Everyone wants to know why they have to kill the bears? Why can't they simply be re-located? Greg Workman, an FWC Spokesperson has the answer.

"Regardless if these bears were the ones responsible or not, they're still dangerous bears. If we take this bear and hold it or re-locate it, we've taken a dangerous bear and put it in another area." Said Workman.

FWC officials say the bears have approached them. They had one very close call with a near bear attack on one of their officers.

FWC says this is highly unusual to see this many dangerous bears in an area.

This is a major issue here and they are talking to this neighborhood about bear safety.

The bears were said to be "exhibiting dangerous actions," and were a threat to humans living in and around the Carisbrooke subdivision in Seminole County.

FWC said one bear even charged at an officer, who shot and killed it Sunday.

Wildlife officers stayed parked Monday inside the Carisbrooke neighborhood, where they set up numerous traps to make sure no more bears get too close to residents.

The attack happened Saturday, when Terri Frana said she was walking to her garage and saw five bears going through her garbage.

That was when one of the bears grabbed her, according to Terri's husband, Frank Frana.

"She was able to eventually break away and run back into the house, and she collapsed on the floor," he said. "The bear actually had my wife's head in its mouth and started to drag her to the woods."

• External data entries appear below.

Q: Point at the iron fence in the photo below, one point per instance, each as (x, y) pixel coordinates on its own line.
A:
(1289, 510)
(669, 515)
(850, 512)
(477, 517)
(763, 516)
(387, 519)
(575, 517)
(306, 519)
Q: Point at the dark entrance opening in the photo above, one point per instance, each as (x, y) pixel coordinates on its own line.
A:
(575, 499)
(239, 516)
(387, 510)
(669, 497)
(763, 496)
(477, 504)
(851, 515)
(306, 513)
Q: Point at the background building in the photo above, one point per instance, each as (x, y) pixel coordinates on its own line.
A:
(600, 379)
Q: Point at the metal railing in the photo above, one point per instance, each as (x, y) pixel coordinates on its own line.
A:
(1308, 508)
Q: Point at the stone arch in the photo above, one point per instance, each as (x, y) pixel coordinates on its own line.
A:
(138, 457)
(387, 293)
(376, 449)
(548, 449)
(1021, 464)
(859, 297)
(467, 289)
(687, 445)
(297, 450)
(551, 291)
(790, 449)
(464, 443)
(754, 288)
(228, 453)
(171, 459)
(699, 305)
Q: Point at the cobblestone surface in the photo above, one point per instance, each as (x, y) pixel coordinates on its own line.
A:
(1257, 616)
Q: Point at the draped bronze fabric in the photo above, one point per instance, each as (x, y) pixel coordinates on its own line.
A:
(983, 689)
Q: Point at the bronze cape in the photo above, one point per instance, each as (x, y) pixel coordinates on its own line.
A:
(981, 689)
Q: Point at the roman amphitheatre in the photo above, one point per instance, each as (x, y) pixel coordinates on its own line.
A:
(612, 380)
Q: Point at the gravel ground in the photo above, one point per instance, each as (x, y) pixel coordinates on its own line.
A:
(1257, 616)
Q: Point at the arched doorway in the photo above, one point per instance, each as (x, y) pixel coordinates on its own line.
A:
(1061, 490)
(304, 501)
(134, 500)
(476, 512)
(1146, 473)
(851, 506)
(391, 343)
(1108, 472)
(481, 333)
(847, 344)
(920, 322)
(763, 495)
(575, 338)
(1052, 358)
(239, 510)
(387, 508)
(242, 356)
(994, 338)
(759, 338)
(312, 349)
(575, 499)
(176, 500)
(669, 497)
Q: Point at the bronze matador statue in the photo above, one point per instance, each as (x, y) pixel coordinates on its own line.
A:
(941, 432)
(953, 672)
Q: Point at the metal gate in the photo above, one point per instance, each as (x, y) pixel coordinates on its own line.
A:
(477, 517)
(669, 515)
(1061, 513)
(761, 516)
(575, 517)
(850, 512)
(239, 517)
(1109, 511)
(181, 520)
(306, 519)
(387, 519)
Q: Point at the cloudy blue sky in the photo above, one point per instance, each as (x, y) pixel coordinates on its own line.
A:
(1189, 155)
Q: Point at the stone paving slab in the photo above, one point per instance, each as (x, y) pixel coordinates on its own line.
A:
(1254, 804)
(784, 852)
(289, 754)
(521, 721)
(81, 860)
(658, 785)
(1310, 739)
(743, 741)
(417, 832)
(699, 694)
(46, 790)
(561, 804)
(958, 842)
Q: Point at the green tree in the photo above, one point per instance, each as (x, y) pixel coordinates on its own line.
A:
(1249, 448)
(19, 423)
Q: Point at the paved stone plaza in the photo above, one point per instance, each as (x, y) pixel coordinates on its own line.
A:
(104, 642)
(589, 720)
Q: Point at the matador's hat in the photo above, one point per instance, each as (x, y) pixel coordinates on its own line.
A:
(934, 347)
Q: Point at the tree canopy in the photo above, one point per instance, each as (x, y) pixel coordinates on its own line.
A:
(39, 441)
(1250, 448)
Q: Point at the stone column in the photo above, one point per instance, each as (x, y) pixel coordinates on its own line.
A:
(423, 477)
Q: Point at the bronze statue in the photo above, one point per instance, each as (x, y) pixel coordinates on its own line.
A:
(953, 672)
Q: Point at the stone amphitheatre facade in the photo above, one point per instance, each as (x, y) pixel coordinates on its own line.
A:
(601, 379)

Neighbors in the area said it could have been anyone, and we talked to several people, including Debbie Clarke, who said they have also had close calls with bears near their homes.

"Last week I did have an experience where a bear happened to walk out exactly where I was on the bike," said Clarke. "I was very scared, and I just pedaled away from him. Luckily, he didn't chase me."

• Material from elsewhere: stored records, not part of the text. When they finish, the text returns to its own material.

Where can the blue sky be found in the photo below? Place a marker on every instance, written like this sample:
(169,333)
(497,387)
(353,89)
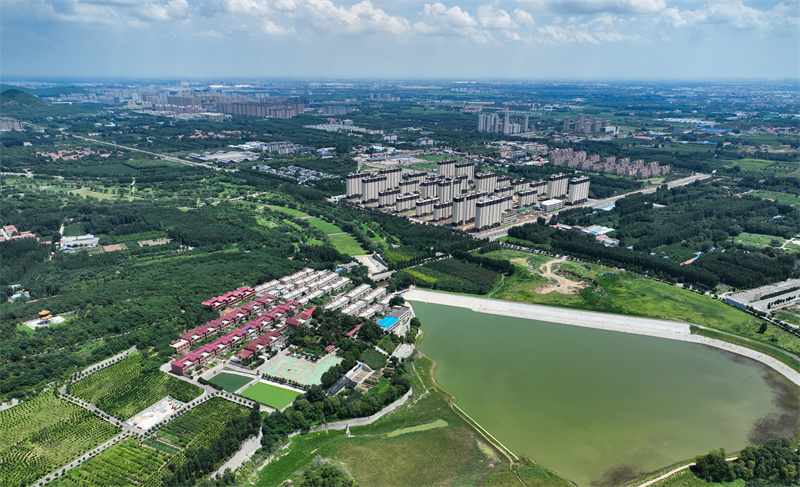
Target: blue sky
(394,39)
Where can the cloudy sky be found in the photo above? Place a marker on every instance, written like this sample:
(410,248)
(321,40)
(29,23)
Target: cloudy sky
(408,39)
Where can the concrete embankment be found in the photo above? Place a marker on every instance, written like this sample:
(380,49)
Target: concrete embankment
(672,330)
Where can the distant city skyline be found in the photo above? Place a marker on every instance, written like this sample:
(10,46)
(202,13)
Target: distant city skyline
(381,39)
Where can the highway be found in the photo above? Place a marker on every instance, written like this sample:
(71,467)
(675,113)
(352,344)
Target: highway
(496,233)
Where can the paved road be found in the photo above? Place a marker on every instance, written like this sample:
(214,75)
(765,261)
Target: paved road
(673,472)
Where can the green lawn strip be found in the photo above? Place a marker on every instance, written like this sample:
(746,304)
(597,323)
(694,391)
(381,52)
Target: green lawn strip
(448,454)
(439,423)
(686,478)
(288,211)
(346,244)
(230,382)
(273,396)
(777,355)
(324,226)
(44,433)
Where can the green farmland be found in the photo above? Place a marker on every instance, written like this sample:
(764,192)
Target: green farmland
(44,433)
(145,463)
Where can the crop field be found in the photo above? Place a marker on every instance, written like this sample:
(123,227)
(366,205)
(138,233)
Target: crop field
(201,424)
(273,396)
(324,226)
(230,382)
(346,244)
(127,463)
(126,388)
(44,433)
(756,239)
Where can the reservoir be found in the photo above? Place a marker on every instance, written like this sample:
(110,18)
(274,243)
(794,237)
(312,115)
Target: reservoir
(599,406)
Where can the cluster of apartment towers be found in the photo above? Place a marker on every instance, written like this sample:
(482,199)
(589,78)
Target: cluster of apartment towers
(457,192)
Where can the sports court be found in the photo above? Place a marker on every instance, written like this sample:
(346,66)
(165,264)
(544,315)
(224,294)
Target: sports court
(302,371)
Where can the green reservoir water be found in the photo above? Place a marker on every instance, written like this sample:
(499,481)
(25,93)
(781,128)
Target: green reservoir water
(595,405)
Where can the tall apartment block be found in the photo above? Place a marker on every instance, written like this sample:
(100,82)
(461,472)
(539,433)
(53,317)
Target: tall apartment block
(425,206)
(370,187)
(527,197)
(406,202)
(446,168)
(466,169)
(393,176)
(578,190)
(485,182)
(464,208)
(388,197)
(557,186)
(442,211)
(489,212)
(354,184)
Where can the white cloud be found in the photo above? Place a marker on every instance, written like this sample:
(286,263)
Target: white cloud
(524,18)
(732,14)
(588,7)
(451,17)
(172,10)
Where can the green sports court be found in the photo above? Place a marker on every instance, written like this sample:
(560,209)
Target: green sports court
(302,371)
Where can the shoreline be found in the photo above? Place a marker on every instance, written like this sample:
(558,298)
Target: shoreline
(672,330)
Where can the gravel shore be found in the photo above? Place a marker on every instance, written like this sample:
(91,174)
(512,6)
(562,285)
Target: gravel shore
(672,330)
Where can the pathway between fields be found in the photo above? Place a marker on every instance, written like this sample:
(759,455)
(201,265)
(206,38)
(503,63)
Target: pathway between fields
(673,472)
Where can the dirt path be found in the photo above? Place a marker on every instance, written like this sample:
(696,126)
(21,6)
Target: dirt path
(563,285)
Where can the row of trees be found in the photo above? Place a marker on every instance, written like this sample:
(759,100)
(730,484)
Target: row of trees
(205,461)
(774,463)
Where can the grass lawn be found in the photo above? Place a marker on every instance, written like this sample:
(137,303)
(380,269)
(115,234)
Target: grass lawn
(288,211)
(422,443)
(688,479)
(346,244)
(629,294)
(276,397)
(230,382)
(324,226)
(44,433)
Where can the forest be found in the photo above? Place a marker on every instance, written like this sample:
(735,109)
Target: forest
(734,267)
(774,463)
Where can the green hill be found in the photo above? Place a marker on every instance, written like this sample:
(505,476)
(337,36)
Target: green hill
(52,91)
(16,103)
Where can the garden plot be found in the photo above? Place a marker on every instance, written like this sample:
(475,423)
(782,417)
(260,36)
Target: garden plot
(156,413)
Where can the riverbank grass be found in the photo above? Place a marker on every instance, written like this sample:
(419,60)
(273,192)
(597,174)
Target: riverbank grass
(421,443)
(621,292)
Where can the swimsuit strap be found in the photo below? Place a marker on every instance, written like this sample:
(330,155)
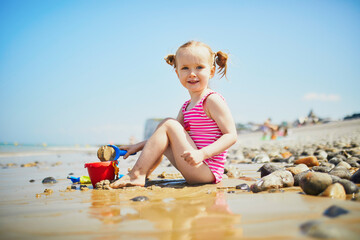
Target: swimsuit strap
(205,97)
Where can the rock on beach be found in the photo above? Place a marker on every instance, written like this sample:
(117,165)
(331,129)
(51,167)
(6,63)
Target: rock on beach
(314,183)
(277,179)
(308,161)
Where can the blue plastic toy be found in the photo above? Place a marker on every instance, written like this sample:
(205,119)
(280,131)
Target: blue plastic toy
(118,152)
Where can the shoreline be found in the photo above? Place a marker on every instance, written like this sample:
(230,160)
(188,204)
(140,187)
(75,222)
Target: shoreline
(174,209)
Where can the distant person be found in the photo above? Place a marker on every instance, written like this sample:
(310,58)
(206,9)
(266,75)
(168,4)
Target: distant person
(267,128)
(197,141)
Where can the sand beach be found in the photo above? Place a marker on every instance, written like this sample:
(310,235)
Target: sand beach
(168,207)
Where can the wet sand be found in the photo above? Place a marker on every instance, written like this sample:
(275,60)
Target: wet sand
(174,210)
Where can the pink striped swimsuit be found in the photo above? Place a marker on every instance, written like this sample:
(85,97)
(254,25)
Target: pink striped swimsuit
(204,131)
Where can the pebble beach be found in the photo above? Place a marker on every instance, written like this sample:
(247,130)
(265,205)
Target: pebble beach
(303,186)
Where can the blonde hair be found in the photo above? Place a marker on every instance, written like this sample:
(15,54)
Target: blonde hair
(219,58)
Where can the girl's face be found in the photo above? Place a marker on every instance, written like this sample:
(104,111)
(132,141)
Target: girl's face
(194,68)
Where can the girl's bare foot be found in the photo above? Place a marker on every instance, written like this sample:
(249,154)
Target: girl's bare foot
(106,153)
(127,181)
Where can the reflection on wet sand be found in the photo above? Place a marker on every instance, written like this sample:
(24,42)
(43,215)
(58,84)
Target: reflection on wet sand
(187,213)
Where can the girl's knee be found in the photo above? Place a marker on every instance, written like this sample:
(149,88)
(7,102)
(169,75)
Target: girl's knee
(169,122)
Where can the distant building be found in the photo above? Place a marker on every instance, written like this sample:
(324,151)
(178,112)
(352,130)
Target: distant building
(150,126)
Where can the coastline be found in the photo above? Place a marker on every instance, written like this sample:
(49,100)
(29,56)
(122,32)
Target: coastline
(174,210)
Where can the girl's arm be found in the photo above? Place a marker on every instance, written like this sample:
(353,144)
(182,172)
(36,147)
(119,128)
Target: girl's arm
(217,109)
(134,148)
(180,117)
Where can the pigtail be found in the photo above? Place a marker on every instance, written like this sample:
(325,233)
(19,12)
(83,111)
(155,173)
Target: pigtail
(221,60)
(170,59)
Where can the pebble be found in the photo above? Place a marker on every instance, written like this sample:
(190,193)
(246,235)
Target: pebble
(267,169)
(277,179)
(353,161)
(314,183)
(243,186)
(335,160)
(335,190)
(139,199)
(320,154)
(308,161)
(344,165)
(355,178)
(298,176)
(84,188)
(335,211)
(261,158)
(48,191)
(318,229)
(349,186)
(48,180)
(298,169)
(340,172)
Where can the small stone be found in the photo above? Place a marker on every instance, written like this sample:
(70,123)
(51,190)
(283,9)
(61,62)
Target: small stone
(314,183)
(335,211)
(243,186)
(277,179)
(261,158)
(139,199)
(320,154)
(349,186)
(335,190)
(298,169)
(48,191)
(353,161)
(308,161)
(267,169)
(49,180)
(324,169)
(330,231)
(355,178)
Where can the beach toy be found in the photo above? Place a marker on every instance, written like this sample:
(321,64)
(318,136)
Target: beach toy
(82,179)
(99,171)
(110,154)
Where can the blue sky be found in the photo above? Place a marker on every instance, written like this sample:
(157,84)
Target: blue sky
(90,72)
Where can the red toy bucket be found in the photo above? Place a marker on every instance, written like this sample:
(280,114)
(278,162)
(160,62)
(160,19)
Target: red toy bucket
(99,171)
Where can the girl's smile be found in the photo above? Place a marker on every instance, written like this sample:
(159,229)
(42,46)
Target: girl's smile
(194,68)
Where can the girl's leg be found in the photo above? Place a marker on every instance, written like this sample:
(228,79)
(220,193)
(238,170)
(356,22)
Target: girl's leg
(170,133)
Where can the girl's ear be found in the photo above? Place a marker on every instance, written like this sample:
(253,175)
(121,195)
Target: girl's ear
(212,71)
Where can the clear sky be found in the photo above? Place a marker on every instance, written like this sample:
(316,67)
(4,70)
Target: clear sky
(90,72)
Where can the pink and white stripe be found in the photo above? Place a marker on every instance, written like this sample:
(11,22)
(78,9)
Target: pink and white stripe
(204,131)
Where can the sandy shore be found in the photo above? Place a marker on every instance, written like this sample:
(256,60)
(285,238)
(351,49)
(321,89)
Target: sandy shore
(174,210)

"Then I was in my garage, and a bear was eating cat food with my cat," Clarke continued. "He didn't hurt my cat."

Wildlife officers said they would conduct DNA tests on the seven bears killed since Sunday to see if any were responsible for the attack on Frana.

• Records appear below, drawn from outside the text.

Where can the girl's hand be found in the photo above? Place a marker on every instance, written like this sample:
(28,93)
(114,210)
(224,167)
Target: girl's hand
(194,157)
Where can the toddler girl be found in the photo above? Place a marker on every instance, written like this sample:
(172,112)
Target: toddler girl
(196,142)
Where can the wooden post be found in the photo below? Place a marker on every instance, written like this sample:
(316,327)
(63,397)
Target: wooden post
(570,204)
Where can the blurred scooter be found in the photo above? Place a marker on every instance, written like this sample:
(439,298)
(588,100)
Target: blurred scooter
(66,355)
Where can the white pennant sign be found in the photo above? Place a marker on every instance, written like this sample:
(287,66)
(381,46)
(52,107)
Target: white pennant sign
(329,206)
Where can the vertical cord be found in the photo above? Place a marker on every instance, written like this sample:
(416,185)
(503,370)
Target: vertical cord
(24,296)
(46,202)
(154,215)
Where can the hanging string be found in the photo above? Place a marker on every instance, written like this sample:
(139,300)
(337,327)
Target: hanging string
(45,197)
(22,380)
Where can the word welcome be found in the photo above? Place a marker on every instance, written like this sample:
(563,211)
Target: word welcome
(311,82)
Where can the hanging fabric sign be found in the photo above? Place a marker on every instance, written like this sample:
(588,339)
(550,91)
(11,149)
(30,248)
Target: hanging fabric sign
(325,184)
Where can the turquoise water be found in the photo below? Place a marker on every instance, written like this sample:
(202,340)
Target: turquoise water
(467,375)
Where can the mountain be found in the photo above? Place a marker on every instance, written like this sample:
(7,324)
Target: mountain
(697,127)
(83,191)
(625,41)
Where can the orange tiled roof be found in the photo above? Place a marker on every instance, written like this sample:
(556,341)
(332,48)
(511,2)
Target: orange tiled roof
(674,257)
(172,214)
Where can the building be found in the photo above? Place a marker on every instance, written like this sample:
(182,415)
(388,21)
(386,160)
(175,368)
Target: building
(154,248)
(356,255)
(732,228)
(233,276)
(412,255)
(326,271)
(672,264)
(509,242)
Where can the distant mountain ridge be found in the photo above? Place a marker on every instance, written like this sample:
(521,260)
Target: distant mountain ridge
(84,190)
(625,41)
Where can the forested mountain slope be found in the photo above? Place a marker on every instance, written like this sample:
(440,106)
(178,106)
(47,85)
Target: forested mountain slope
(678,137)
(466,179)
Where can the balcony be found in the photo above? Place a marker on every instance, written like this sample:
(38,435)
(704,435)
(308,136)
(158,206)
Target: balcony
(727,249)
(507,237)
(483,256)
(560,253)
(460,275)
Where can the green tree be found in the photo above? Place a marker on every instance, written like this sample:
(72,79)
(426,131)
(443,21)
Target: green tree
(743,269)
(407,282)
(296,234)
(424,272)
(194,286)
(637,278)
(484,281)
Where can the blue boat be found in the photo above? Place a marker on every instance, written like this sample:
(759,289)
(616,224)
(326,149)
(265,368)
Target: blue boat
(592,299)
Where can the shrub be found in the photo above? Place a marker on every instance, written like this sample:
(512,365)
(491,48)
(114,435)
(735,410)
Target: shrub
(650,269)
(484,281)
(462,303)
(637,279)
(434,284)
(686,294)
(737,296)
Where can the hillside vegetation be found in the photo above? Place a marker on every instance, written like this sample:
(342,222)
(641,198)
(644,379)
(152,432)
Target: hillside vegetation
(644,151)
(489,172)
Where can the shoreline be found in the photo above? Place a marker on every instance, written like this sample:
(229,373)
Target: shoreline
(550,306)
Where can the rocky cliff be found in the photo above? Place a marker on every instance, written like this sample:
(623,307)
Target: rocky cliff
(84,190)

Wekiva River Basin State Park: Be on the lookout

Park Rangers from nearby Wekiva River Basin State Park said a large number of bears live in the park and often leave to roam nearby neighborhoods before coming back to the park at night, knowing there is no food for them at the park.

Campers are told not to feed the bears and large, anti-bear metal dumpsters set up surrounding trash bins. 

“They have learned how to open because they have a sliding door so we’ve gone a step further and keep a clip on the door,” said Assistant Park Ranger Amy Conyers.

With the recent attack, we spoke to campers at the park. They said they aren’t worried and knowing bears are around is part of the camping experience.  

“I don’t want one over here, either, next to my fire pit – I am not making marshmallows and s’mores and cooking burgers for him,” joked Jeff Woods, who is visiting the campgrounds with his wife.  “

Rangers say far too often people feed the bears, which eliminates the healthy fear humans and wild animals should have for each other. 

“When they have a good natural fear of a human when they see them they run – then they’re safe and you’re safe,” said Woods.

“A lot of times park visitors will ask me ‘where do I go to see the bears?’" Conyers said. "And usually I tell them they’ve already made the first mistake because if they say they want to see a bear they probably won’t.”